One if by land, two if by sea …
One if by car, two if by hoof …
The goats are coming! The goats are coming!
That was our rallying cry around here last week. Monycka, of “No Goats, No Glory” fame, brought two Nigerian Dwarf goats to visit. Their official mission was to eat the pesky weeds that grow in my driveway. I cannot understand why absolutely nothing grows in the backyard where the soil is unencumbered, but weeds sprout up through the landscaping fabric and gravel of the driveway, as if on a dare. Since I can’t mow through the gravel and I won’t poison us with pesticides, hungry goats seemed like a great option for weed removal.
Unfortunately, just like the lawn mower, the goats come with their own sensitivities. Two barking neighbor dogs made our new friends nervous and they wouldn’t eat. Clementine did play “Mountain Goat” on the xeriscaping, but goats fear being eaten by animals with sharp teeth and they were too busy being vigilant to notice the weeds.

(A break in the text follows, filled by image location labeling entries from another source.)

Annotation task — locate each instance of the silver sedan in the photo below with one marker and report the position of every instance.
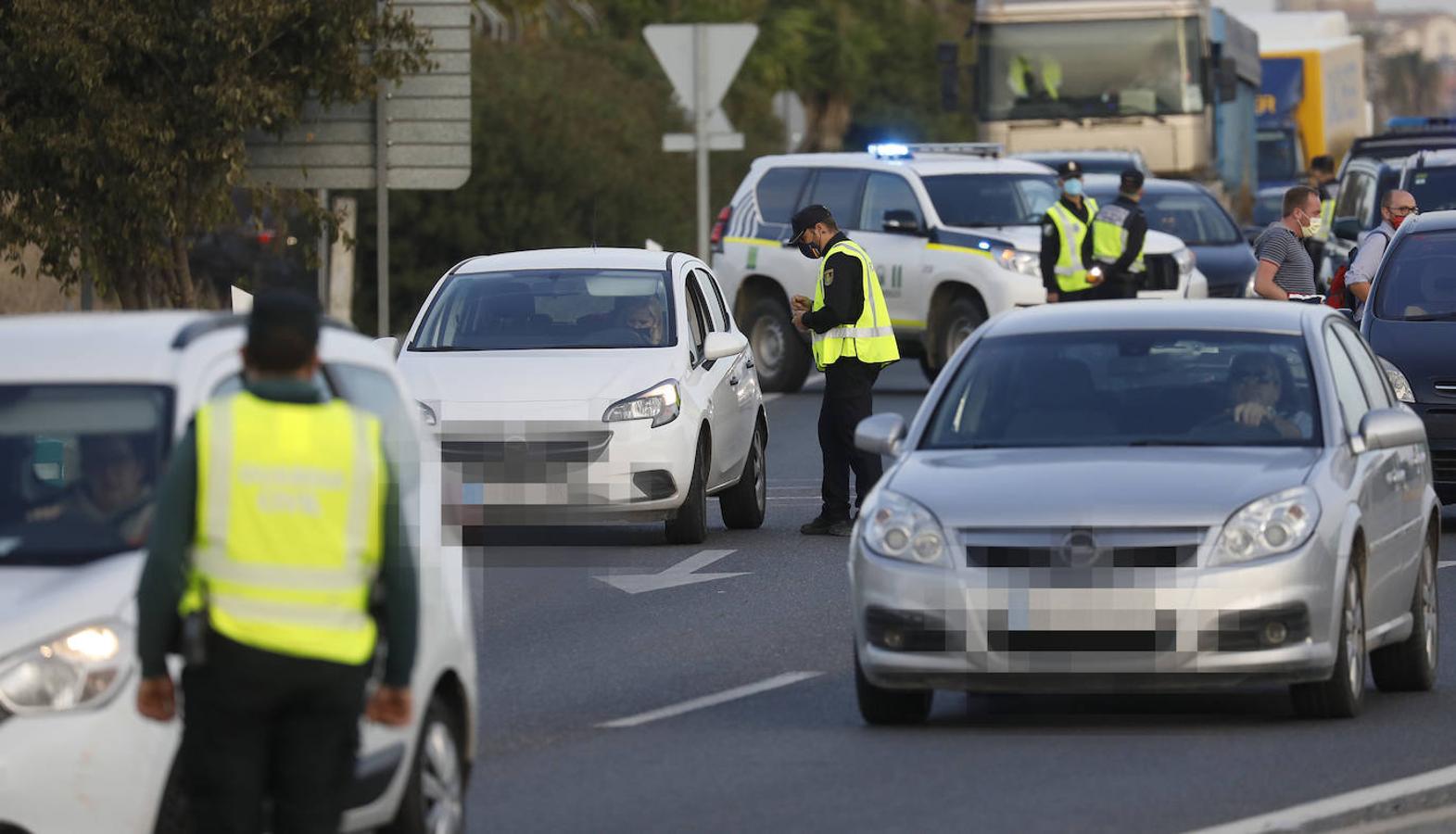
(1124, 497)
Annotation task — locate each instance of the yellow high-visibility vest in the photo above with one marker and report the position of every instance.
(1072, 274)
(871, 339)
(288, 525)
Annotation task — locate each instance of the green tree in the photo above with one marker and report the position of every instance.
(122, 121)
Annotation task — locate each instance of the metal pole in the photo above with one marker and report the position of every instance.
(323, 254)
(701, 132)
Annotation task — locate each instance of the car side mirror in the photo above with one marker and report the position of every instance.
(902, 221)
(721, 346)
(881, 434)
(1391, 428)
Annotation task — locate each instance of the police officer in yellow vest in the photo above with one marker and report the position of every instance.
(1066, 245)
(1119, 232)
(275, 528)
(852, 342)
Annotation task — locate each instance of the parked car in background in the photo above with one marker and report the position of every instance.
(1410, 322)
(1190, 213)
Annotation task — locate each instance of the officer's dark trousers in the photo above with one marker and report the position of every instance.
(262, 725)
(848, 399)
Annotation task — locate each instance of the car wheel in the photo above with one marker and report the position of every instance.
(778, 349)
(1343, 695)
(434, 795)
(1410, 665)
(881, 706)
(689, 525)
(746, 502)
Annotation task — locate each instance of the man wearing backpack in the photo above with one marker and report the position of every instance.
(1395, 207)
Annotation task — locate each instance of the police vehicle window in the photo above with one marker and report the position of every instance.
(992, 198)
(839, 189)
(778, 193)
(1415, 280)
(1129, 389)
(1353, 402)
(887, 193)
(79, 471)
(1371, 376)
(551, 309)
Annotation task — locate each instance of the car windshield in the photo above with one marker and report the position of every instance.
(1435, 188)
(1129, 387)
(1076, 69)
(992, 198)
(1196, 219)
(79, 467)
(539, 309)
(1415, 281)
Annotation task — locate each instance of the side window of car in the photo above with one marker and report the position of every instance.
(778, 193)
(887, 193)
(1353, 403)
(838, 189)
(1369, 373)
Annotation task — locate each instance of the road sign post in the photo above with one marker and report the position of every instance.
(701, 61)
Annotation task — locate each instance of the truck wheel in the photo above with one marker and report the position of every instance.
(778, 349)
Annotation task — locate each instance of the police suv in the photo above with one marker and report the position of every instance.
(953, 230)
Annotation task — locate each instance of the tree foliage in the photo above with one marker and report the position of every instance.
(122, 121)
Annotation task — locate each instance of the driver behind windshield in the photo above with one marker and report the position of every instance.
(114, 487)
(1260, 392)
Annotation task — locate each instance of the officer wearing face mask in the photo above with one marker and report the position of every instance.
(1066, 245)
(852, 342)
(1285, 264)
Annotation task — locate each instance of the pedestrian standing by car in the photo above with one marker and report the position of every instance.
(852, 341)
(1066, 247)
(1119, 232)
(1285, 264)
(275, 527)
(1395, 207)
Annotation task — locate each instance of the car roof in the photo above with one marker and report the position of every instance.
(1200, 315)
(580, 258)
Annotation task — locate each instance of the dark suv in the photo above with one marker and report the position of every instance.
(1410, 322)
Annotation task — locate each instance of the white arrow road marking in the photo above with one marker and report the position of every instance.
(713, 701)
(680, 574)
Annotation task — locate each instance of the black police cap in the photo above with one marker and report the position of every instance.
(808, 217)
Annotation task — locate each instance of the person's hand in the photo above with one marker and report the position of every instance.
(1251, 413)
(390, 706)
(156, 699)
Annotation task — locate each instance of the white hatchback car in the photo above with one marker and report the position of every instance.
(578, 386)
(74, 754)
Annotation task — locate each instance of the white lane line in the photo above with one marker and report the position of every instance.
(1299, 815)
(777, 681)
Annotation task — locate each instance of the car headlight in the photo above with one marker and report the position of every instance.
(660, 403)
(1019, 260)
(902, 528)
(1267, 527)
(83, 668)
(1398, 382)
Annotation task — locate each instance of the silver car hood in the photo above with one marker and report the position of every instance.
(1114, 486)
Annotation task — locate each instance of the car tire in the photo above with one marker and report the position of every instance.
(746, 502)
(1343, 695)
(1410, 665)
(778, 349)
(434, 795)
(890, 708)
(689, 525)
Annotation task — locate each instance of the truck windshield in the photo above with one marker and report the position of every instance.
(1089, 69)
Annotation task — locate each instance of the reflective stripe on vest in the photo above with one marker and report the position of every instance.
(288, 525)
(1109, 236)
(1072, 274)
(871, 338)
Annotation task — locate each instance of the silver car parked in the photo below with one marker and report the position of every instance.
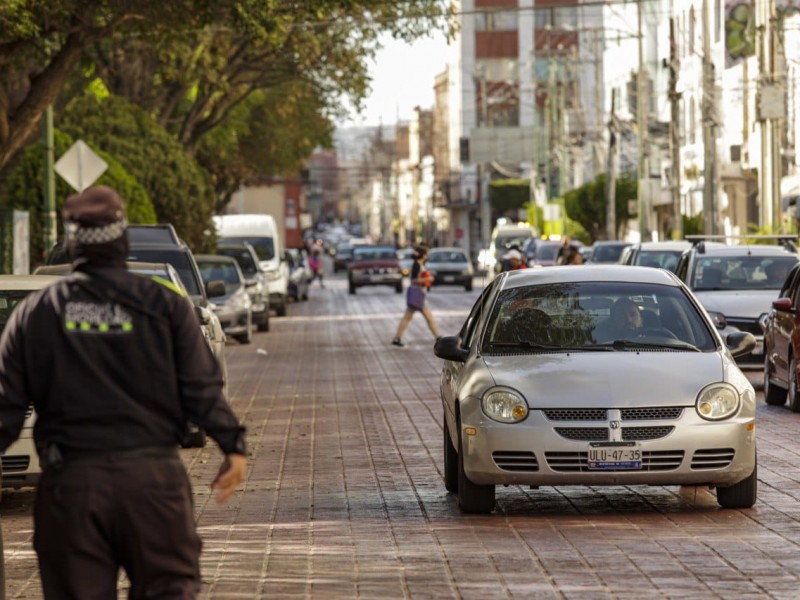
(595, 375)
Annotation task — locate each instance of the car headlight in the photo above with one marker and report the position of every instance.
(718, 319)
(504, 405)
(717, 401)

We retired to the backyard where the goats sat in Monycka’s daughters’ laps in between romps around the yard. Eventually, they settled into tasting the rosebushes, playing with the chickens and conversing with us.
Actually, the chickens did a whole lot more conversing than the goats. I’ve written elsewhere of the talkativeness of chickens and we know they live to chat. Monycka says the goats bleat sometimes, but like the chickens, they sleep when it’s dark and won’t be waking the neighbors at 4AM.

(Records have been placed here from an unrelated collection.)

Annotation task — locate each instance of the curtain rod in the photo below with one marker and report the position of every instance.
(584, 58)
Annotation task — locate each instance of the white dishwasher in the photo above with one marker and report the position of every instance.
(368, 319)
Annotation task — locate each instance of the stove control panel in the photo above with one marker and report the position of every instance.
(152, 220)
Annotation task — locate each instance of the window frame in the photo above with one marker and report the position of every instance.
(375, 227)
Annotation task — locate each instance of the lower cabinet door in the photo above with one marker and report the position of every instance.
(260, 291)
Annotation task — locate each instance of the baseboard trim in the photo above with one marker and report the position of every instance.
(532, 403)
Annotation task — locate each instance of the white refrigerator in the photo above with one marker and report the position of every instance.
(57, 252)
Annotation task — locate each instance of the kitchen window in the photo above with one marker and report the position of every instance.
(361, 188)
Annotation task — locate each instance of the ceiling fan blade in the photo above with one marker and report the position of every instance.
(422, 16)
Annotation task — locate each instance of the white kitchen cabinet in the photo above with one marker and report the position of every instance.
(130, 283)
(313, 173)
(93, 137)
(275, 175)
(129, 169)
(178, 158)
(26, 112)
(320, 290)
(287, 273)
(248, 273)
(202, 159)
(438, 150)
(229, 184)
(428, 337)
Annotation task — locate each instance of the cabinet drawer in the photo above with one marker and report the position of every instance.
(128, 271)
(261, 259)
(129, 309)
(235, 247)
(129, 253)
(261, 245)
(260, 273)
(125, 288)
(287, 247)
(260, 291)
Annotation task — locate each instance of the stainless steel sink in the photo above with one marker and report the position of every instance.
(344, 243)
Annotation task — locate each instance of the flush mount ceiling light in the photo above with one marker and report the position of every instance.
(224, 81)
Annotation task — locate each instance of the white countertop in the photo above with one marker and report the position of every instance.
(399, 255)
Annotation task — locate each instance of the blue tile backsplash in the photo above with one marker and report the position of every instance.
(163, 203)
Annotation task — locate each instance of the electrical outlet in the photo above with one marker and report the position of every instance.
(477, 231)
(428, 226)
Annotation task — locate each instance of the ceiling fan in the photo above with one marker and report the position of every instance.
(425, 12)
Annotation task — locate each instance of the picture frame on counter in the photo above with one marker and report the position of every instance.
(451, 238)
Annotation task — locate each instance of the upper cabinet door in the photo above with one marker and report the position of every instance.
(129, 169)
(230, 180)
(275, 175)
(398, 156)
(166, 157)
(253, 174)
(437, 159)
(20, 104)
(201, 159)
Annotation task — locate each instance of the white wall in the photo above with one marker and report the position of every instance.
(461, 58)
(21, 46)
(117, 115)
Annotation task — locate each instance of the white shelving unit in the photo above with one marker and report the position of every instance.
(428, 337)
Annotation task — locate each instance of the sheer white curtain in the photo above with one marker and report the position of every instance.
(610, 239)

When we say we’d like goats to be legal in the city, as it is in Denver, people sometimes think of full sized goats and wonder if they’ll be big and smelly. The dwarf goats are about the size of a standard poodle. I can’t speak for all small goats, but Clementine and Penelope smelled good enough to invite to tea. Only females would be legal and they aren’t driven to coat themselves in unpleasant things, the way male goats are.
Personally, I believe it’s important that we, as Americans, have the ability to raise some of our own food, even if we live in cities. Small goats will give about a quart of milk a day without the hassle, smell and cleaning duties of larger goats. I’m not saying everyone should get goats and start milking, but given the low impact of a couple of small goats to neighborhood peace, it doesn’t seem reasonable to outlaw them.
If you agree, let your City Council representative know. They are busy folks and can only devote time to an issue when they know their constituents have interest.
Write today! The goats are counting on you!